Chapter 3 · Part II — The learner

Learning by playing

Nobody could write down the rules of good doubles play, and there was no dataset of expert games to copy. What's left is the third option: let the system play the game, tell it only whether it won, and let it figure out the rest. This chapter is reinforcement learning from zero, using nothing but this project's own parts.

After this chapter you can explain

Why hand-written rules and supervised learning were both dead ends here — with the ~22% number that proved it
What agent, environment, observation, action, reward, and episode mean in this exact repo
Why the policy outputs probabilities and samples from them instead of picking one "best" move
What the value head predicts and why it matters later, and what the 50% → 88% milestone actually proved

Two roads that dead-end

Before "learn it by playing" earns its place, the two obvious alternatives have to lose. They lost early, and one of them lost embarrassingly.

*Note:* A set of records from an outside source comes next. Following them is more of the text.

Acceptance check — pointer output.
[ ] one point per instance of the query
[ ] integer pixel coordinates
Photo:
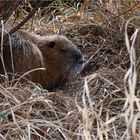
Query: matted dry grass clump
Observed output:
(104, 101)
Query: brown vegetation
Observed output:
(104, 101)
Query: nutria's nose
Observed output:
(81, 61)
(79, 57)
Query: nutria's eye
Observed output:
(51, 44)
(63, 50)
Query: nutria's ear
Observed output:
(51, 44)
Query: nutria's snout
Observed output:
(78, 64)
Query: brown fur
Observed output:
(58, 55)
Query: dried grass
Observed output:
(104, 101)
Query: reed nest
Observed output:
(103, 102)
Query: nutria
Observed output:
(58, 55)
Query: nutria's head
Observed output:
(61, 57)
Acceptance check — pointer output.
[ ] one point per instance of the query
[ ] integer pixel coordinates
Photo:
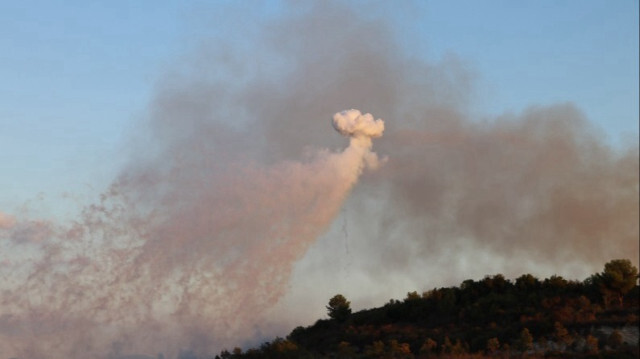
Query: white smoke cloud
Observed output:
(200, 267)
(6, 221)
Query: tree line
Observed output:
(491, 317)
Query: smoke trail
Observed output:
(196, 238)
(141, 274)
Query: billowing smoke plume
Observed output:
(226, 189)
(202, 260)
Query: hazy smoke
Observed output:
(226, 190)
(193, 267)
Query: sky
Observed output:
(76, 75)
(182, 154)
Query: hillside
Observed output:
(492, 317)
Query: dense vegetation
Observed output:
(494, 316)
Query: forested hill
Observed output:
(492, 317)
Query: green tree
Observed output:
(339, 308)
(591, 344)
(526, 340)
(428, 347)
(617, 279)
(493, 345)
(615, 339)
(562, 335)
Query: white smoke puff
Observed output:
(360, 129)
(6, 221)
(353, 123)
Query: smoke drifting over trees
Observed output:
(235, 173)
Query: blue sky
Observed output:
(76, 76)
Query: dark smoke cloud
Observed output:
(230, 184)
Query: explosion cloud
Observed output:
(225, 255)
(218, 217)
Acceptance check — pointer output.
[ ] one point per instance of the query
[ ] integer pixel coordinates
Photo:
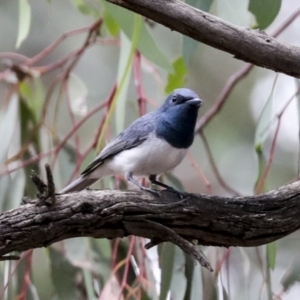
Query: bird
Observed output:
(153, 144)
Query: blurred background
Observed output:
(60, 106)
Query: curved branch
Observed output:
(252, 46)
(212, 220)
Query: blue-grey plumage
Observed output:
(153, 144)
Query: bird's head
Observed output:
(177, 118)
(181, 100)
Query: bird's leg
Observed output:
(130, 178)
(153, 180)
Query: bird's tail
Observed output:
(78, 185)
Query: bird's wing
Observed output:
(131, 137)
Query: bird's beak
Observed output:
(194, 102)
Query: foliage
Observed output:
(61, 104)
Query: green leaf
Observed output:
(265, 11)
(271, 254)
(166, 265)
(190, 45)
(124, 75)
(146, 43)
(85, 8)
(197, 286)
(8, 125)
(112, 26)
(292, 274)
(264, 121)
(24, 21)
(63, 275)
(177, 78)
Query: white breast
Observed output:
(154, 156)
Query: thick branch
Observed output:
(212, 220)
(249, 45)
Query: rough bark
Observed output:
(212, 220)
(249, 45)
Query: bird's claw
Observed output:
(179, 194)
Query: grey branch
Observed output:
(212, 220)
(252, 46)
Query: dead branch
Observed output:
(252, 46)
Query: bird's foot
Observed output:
(178, 193)
(152, 191)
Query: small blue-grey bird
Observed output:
(153, 144)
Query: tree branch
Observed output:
(212, 220)
(249, 45)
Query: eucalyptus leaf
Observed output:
(265, 11)
(264, 121)
(176, 79)
(125, 50)
(146, 43)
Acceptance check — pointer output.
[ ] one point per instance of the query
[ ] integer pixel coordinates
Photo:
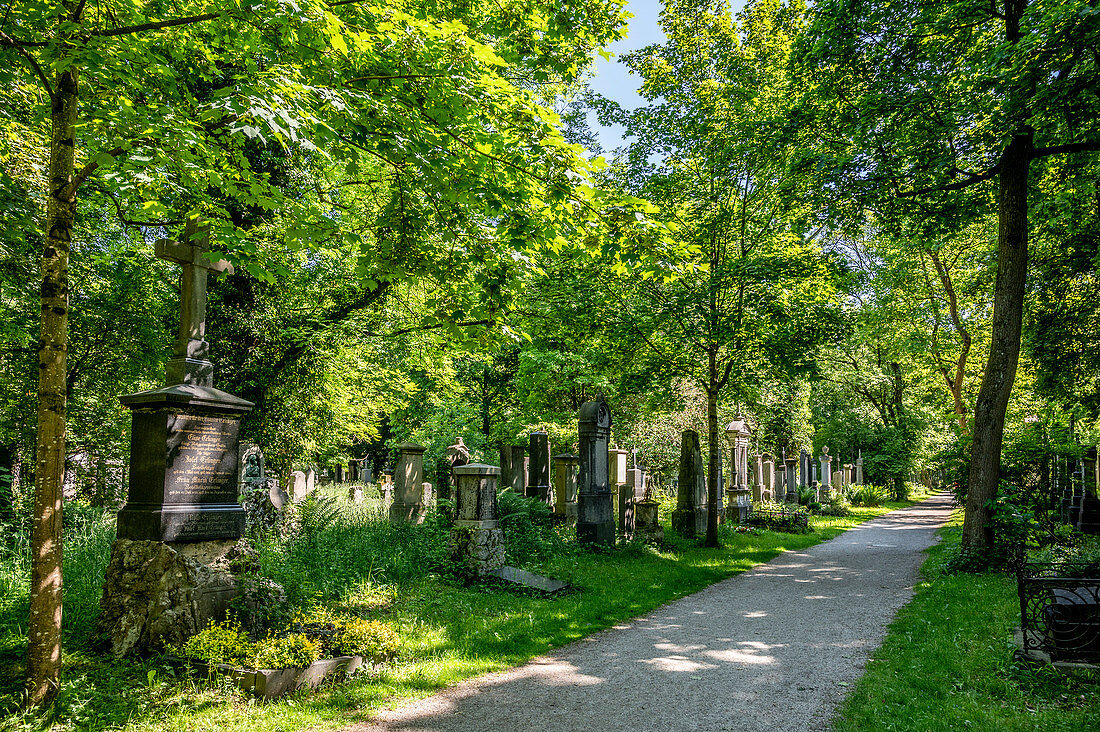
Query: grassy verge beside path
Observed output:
(947, 664)
(449, 633)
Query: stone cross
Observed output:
(189, 363)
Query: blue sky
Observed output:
(612, 78)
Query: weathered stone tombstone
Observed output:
(252, 466)
(758, 479)
(826, 471)
(476, 539)
(616, 467)
(628, 493)
(408, 484)
(457, 455)
(594, 520)
(518, 463)
(538, 472)
(296, 487)
(647, 525)
(565, 467)
(182, 512)
(690, 515)
(738, 495)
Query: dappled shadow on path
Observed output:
(772, 648)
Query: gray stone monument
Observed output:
(476, 539)
(565, 467)
(518, 470)
(458, 455)
(594, 521)
(408, 484)
(183, 511)
(616, 463)
(769, 478)
(758, 479)
(296, 485)
(690, 515)
(826, 471)
(538, 476)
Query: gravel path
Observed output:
(774, 648)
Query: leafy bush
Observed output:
(218, 643)
(370, 638)
(836, 505)
(868, 495)
(780, 517)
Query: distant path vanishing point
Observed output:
(773, 648)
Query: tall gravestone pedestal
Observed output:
(595, 523)
(476, 538)
(168, 574)
(690, 515)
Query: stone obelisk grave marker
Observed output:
(167, 575)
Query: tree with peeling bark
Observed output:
(163, 110)
(743, 293)
(920, 106)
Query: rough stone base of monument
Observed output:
(410, 513)
(626, 517)
(647, 527)
(523, 578)
(477, 549)
(156, 594)
(594, 519)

Road one: write the rules yourself. Build a heuristic — a hand-written decision rule — like "always click the move that deals the most damage." It sounds reasonable. The project tried exactly this, and the max-damage heuristic won about 22% of its games against a player clicking random buttons. Not 50%. Twenty-two. A carefully written rule lost, badly, to noise.

War story

The 22% result (recorded in docs/caveats.md as "not a bug, a finding") is structural, not a coding mistake. Greedy attacking ignores everything that actually wins VGC doubles: Protect timing, Fake Out tempo, speed control like Tailwind and Trick Room, redirection, and focus-firing one target so it actually faints. A max-damage bot pours damage into whoever soaks it best while the opponent — even a random one — occasionally stumbles into the plays that matter. The finding set the project's baseline: random is the bar, and if a human-authored rule can't beat random, nobody is going to hand-write their way to strong play.

Road two: copy the experts. This is supervised learning — show a model millions of examples of "in this position, the expert did X" and train it to imitate. It's how you'd train a spam filter or an image classifier, and it works when a big labeled dataset exists. Here it doesn't. Regulation M-B is a niche format; there is no archive of millions of expert games annotated with their decisions. No dataset, no imitation.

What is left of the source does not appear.